Il y a globalement dans cette région de l’Europe ce qu’on appelle un continuum linguistique, une sorte de gradient de langues, qui va de l’Allemand au Néerlandais en passant par l’Alsacien, le Luxembourgeois et le Francique. Ces différentes langues sont séparées par des isoglosses, des lignes définissant une différence caractéristique entre deux langues voisines pour un même mot.
Voici le continuum linguistique qui nous intéresse ici (on se rend compte que ces dialectes couvrent un territoire beaucoup plus large que la moitié du département de la Moselle, source: Wikipedia)
Un exemple d’isoglosse est par exemple le passage du “das” en Allemand au “dat” en luxembourgeois pour l’article défini neutre (qui sépare aussi le francique rhénan du francique mosellan), ou encore l’isoglosse “op/of” (“sur” en français, “auf” en allemand) entre le francique mosellan et le luxembourgeois. Nos 3 variantes du francique sont séparées par ces isoglosses.
français | francique luxembourgeois | francique mosellan | francique rhénan |
---|---|---|---|
femme | Fra | Froi | Frau |
gens | Leit | Léit | Litt |
vin blanc | Wäisswäin | Wéisswéin | Wisswinn |
avoir | hunn | hann | hònn ou hann |
être | sinn | sénn | sìnn |
parler | schwätzen | schwätzen | redden |
On notera tout de même quelques différences entre le luxembourgeois “standard” et le francique luxembourgeois, notamment une règle du N différente de l’originale et pratiquée dans des villages au Sud et à l’Ouest de Thionville. A priori ces dialectes sont de moins en moins pratiqués. Je n’ai pas trouvé de statistique récente, mais on peut se faire une idée générale de cette tendance via des statistiques un peu plus anciennes entre 1960 et 2000 (source: Wikipedia)

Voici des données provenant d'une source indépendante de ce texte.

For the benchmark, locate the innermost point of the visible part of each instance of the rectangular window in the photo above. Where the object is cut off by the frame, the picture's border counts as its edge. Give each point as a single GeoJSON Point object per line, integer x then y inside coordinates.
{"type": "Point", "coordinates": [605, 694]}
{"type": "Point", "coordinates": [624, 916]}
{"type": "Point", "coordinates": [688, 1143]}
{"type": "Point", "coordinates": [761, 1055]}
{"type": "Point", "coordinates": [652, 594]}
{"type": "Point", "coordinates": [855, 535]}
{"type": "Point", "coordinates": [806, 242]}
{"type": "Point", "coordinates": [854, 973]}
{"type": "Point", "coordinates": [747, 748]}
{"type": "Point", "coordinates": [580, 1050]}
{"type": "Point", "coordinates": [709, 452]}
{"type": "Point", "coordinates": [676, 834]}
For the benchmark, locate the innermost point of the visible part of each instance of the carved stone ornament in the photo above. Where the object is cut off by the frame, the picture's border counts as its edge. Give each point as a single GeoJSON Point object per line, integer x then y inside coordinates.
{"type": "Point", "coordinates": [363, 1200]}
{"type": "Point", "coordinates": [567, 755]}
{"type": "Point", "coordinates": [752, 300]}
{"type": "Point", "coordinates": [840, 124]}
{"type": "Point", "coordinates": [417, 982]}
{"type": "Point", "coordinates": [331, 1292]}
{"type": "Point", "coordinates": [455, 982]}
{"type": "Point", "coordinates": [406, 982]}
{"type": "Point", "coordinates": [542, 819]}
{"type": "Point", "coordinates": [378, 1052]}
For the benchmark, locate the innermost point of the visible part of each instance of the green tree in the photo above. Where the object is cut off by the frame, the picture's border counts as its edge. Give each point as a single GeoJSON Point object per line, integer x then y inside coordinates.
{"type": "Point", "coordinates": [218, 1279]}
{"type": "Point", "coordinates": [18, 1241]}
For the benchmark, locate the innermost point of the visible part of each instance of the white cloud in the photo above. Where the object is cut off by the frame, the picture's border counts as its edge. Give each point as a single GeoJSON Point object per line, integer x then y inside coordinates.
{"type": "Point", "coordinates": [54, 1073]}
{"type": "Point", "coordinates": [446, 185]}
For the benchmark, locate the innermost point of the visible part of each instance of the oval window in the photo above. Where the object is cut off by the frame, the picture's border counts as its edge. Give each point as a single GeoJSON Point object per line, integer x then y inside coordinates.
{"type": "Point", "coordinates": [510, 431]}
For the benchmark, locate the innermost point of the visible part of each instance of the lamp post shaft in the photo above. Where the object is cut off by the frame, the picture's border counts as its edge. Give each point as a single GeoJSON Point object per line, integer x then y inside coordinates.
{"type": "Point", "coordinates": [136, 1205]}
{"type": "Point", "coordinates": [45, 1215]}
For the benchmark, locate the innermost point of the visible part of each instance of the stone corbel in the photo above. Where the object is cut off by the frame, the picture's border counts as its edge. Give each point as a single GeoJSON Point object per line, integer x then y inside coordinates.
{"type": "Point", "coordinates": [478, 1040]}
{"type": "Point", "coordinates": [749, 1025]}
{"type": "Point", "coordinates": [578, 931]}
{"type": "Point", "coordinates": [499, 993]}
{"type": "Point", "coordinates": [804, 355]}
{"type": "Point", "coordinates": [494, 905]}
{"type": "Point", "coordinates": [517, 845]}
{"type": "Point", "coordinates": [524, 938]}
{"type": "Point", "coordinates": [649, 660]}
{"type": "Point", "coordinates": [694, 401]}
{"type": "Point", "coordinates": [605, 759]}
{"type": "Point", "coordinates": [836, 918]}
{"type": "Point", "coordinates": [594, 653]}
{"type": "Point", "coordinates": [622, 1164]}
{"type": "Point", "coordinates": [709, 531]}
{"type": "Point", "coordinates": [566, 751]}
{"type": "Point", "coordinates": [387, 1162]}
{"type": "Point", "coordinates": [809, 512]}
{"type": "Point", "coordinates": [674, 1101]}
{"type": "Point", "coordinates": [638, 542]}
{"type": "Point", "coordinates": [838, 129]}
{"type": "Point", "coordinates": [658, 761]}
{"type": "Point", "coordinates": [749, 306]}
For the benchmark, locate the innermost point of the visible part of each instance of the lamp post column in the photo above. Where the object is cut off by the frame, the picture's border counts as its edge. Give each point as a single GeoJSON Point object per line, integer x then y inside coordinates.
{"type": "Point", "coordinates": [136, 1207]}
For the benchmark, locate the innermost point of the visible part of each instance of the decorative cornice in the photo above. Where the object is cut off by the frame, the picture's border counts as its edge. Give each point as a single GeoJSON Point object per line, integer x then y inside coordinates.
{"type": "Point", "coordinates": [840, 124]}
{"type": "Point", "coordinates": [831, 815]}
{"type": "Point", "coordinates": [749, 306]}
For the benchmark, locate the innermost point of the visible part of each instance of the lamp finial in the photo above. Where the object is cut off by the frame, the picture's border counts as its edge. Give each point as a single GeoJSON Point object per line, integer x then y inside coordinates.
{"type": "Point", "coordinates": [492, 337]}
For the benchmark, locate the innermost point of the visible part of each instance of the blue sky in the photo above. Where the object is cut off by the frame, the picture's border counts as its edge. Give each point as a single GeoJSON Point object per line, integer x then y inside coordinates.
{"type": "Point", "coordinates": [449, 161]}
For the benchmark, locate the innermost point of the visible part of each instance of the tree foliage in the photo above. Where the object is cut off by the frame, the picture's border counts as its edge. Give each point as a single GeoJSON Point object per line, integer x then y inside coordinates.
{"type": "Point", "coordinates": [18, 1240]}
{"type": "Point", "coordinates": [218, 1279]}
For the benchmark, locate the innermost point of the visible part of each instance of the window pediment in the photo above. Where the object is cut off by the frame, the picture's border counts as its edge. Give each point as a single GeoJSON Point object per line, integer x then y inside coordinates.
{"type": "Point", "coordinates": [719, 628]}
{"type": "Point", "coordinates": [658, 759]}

La variante du francique qui a l’air de survivre le mieux semble être le francique rhénan. D’après ce que j’ai pu lire, il y a de nombreux facteurs qui conduisent à la survie ou à l’extinction d’une langue, comme par exemple l’enseignement de la langue, l’existence de médias dans cette langue, l’image ou le déficit d’image au sein de la population. Après la 2e guerre mondiale, l’allemand n’avait pas trop la cote dans la région et le français avait une meilleure image que le patois local. La presse écrite y était encore réalisée en allemand, via le fameux “France-Journal”, l’édition du Républicain lorrain en allemand “standard”, qui a cessé de paraître dans les années 80.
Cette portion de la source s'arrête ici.